The exact weights for each category will vary from one assignment to another. For this assignment, the weights will be:

  • Completeness: 50%

  • Correctness: 20%

  • Design: 15%

  • Style: 15%

In this assignment, the Design grade will largely be based on how you designed your recursive functions.

Please note that if you do not use recursion in a given task, you can expect a considerable deduction in both the Correctness and Design portions of the rubric. If you do not use recursion at all in your code, you will receive a zero in both Correctness and Design.

You must include header comments in all the methods you implement.

Obtaining your test score

Like previous assignments, you can obtain your test score by running py.test followed by ../common/grader.py.

Submission

You must submit your work through Gradescope (linked from our Canvas site).

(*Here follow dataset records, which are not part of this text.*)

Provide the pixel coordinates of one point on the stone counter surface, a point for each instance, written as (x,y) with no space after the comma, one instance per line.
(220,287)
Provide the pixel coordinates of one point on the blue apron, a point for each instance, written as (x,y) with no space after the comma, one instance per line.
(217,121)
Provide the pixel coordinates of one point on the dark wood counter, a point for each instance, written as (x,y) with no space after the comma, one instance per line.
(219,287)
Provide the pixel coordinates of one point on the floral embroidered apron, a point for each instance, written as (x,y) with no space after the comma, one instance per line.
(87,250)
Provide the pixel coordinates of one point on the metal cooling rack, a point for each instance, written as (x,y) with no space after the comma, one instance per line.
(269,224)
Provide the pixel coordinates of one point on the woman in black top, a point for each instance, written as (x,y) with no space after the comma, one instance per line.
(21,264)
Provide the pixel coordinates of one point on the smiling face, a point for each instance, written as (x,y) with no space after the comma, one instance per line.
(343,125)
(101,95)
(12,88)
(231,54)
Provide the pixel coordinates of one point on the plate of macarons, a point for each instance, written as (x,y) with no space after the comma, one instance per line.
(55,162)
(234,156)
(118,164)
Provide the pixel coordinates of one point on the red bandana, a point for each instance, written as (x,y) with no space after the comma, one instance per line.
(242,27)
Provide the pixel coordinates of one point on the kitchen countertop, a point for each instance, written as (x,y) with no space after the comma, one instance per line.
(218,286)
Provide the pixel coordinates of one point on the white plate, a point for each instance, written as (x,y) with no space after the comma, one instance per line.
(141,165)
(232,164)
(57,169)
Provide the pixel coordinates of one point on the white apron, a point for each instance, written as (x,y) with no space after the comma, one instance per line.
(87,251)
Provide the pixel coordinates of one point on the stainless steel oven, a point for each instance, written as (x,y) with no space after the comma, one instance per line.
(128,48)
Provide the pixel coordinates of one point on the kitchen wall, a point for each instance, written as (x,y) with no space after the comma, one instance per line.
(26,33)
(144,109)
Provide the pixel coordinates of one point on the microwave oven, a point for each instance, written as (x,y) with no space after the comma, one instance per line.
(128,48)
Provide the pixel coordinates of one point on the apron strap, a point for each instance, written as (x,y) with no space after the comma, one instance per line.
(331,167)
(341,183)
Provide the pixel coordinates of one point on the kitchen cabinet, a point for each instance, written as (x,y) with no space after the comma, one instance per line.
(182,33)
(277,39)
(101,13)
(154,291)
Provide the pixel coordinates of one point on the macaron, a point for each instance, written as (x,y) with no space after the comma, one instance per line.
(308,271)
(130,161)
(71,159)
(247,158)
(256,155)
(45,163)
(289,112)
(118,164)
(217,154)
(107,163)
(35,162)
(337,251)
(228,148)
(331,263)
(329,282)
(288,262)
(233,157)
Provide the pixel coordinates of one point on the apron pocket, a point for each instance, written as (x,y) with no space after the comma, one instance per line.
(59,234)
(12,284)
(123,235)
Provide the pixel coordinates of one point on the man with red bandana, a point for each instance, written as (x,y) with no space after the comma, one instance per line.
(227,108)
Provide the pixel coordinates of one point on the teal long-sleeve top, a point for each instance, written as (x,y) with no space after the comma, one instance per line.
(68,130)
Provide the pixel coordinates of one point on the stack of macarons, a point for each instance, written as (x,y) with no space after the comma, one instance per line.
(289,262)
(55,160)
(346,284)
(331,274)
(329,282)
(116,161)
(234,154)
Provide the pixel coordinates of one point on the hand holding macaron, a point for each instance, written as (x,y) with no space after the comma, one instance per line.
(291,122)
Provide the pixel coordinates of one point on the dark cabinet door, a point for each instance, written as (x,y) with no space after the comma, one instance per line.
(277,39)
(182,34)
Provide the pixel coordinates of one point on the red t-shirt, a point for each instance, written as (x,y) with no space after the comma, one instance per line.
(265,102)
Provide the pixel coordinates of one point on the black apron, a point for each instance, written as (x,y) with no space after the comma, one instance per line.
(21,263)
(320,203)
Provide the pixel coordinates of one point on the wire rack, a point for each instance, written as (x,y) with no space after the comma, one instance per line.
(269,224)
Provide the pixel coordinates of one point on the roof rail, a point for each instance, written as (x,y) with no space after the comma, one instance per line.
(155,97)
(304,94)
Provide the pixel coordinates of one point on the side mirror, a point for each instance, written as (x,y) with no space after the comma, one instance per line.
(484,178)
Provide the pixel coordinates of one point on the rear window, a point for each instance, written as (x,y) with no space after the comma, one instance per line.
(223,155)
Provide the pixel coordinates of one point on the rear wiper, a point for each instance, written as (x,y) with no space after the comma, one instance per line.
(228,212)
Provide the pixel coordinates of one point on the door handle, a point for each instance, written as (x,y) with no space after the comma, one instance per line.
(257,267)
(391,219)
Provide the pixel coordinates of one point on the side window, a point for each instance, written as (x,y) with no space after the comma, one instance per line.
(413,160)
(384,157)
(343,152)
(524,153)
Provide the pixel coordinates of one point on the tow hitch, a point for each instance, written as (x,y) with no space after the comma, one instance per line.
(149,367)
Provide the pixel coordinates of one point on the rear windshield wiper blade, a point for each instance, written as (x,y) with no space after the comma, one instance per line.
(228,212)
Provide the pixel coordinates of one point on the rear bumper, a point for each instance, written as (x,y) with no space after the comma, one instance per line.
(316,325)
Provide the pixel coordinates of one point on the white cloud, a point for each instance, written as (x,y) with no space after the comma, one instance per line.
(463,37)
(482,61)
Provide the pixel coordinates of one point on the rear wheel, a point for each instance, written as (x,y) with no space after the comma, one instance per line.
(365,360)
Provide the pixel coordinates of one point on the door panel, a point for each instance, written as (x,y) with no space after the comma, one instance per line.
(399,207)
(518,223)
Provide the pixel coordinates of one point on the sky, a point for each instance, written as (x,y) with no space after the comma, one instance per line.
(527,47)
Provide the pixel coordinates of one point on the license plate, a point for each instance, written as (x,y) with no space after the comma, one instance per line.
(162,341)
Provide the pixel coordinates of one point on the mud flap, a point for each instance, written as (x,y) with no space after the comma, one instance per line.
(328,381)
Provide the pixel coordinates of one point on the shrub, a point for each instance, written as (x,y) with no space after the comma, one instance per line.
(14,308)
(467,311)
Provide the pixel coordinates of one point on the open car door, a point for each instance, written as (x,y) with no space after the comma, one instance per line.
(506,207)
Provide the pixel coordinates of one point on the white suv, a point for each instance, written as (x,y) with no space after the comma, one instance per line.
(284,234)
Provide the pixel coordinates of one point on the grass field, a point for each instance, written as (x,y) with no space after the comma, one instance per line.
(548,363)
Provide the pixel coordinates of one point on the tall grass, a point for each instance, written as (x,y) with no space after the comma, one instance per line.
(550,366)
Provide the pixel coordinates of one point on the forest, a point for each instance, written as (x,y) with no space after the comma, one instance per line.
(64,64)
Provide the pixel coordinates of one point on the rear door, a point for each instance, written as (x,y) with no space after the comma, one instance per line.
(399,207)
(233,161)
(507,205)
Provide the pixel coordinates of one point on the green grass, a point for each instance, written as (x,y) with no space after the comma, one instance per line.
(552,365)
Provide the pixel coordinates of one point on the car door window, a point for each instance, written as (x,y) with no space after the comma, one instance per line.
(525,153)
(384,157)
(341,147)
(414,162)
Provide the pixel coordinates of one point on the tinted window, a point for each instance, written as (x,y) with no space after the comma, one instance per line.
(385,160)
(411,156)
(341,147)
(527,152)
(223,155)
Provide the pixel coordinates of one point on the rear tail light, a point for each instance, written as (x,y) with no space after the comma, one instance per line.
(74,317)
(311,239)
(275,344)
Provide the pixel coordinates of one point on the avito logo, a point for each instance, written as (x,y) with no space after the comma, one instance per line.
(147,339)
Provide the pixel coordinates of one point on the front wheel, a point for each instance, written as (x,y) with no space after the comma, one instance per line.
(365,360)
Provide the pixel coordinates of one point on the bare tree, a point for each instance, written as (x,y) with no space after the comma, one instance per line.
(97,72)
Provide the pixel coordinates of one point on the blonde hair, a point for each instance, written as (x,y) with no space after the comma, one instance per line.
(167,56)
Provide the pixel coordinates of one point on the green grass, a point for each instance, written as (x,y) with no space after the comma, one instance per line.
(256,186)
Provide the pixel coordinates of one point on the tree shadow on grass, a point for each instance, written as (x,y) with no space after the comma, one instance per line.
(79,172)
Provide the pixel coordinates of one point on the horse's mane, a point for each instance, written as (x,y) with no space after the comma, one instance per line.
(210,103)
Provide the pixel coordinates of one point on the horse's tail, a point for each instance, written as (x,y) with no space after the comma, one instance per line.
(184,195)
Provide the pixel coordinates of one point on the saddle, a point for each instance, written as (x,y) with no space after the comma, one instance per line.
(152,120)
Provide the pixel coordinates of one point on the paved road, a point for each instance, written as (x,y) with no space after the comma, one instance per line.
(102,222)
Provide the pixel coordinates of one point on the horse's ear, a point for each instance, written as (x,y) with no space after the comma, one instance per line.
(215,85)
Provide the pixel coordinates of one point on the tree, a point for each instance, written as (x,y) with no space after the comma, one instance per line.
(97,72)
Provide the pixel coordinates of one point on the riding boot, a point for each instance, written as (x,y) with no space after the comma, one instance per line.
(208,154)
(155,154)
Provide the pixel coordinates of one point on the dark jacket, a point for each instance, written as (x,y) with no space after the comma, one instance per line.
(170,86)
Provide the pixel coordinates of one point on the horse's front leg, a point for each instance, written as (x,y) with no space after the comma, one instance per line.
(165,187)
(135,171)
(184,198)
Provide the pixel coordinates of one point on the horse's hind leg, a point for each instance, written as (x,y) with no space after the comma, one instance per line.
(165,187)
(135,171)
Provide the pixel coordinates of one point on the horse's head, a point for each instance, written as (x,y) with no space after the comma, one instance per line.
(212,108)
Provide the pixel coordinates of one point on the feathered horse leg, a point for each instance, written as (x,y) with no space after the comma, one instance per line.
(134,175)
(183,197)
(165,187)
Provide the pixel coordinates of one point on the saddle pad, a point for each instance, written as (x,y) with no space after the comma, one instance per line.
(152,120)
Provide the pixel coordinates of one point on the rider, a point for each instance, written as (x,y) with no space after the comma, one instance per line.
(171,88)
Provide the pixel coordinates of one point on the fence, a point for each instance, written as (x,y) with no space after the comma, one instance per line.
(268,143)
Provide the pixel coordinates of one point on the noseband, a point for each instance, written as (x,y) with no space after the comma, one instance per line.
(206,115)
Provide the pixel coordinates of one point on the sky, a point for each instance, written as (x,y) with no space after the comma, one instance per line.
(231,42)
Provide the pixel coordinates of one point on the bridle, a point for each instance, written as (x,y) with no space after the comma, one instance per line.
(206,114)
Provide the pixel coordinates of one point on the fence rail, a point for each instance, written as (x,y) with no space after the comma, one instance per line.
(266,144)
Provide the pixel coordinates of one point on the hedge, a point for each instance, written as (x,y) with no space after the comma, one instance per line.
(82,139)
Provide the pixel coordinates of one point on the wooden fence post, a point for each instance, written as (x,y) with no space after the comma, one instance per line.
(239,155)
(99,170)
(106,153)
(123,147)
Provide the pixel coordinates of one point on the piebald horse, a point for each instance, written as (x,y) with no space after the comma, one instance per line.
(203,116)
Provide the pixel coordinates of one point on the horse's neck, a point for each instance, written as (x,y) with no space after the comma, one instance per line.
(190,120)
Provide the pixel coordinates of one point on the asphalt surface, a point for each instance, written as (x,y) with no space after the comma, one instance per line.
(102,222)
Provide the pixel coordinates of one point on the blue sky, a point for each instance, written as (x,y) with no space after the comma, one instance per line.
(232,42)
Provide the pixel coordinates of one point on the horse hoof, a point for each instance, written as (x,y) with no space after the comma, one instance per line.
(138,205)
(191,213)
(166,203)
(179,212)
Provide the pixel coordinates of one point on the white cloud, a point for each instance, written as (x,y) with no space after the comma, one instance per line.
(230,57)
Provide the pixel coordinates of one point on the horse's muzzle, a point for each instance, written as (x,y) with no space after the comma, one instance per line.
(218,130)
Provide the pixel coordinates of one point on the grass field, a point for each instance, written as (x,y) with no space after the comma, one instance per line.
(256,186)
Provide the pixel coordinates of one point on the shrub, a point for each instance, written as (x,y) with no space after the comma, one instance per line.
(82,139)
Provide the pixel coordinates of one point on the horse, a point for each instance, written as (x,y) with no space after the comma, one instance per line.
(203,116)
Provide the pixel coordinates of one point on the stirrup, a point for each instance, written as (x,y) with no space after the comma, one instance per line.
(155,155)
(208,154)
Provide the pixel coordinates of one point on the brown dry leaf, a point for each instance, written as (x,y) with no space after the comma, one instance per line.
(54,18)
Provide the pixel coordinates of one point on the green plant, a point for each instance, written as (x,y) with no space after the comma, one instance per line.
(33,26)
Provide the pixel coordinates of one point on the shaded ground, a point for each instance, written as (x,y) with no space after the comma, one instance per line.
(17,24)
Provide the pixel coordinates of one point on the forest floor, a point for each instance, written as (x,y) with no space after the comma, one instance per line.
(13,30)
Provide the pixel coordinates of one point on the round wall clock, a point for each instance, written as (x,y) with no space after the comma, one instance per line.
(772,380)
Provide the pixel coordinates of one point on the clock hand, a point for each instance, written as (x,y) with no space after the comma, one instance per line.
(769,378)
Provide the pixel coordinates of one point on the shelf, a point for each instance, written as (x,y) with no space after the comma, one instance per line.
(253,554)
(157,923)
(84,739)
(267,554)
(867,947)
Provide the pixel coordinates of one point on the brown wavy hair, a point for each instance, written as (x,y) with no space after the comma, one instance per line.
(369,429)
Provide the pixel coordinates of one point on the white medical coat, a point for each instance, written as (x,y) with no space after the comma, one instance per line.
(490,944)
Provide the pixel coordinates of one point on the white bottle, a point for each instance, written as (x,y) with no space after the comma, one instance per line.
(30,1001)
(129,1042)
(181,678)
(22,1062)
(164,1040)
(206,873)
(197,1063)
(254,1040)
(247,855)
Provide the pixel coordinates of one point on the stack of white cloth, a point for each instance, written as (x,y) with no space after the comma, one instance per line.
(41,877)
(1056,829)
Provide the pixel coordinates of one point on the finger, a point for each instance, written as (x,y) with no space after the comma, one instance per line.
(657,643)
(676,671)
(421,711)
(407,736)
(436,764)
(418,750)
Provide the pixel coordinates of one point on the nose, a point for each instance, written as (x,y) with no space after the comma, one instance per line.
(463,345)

In the “Programming Assignment #6” assignment, simply upload the file treemap.py (do not upload any other files!). Please note:

  • You are allowed to make as many submissions as you want before the deadline.

  • Please make sure you have read and understood our Late Submission Policy

  • Your completeness score is determined solely based on the automated tests, but we may adjust your score if you attempt to pass tests by rote (e.g., by writing code that hard-codes the expected output for each possible test input).

  • Gradescope will report the test score it obtains when running your code. If there is a discrepancy between the score you get when running our grader script, and the score reported by Gradescope, please let us know so we can take a look at it.

Acknowledgments: Gordon Kindlmann originally recommended drawing treemaps as good topic for an assignment.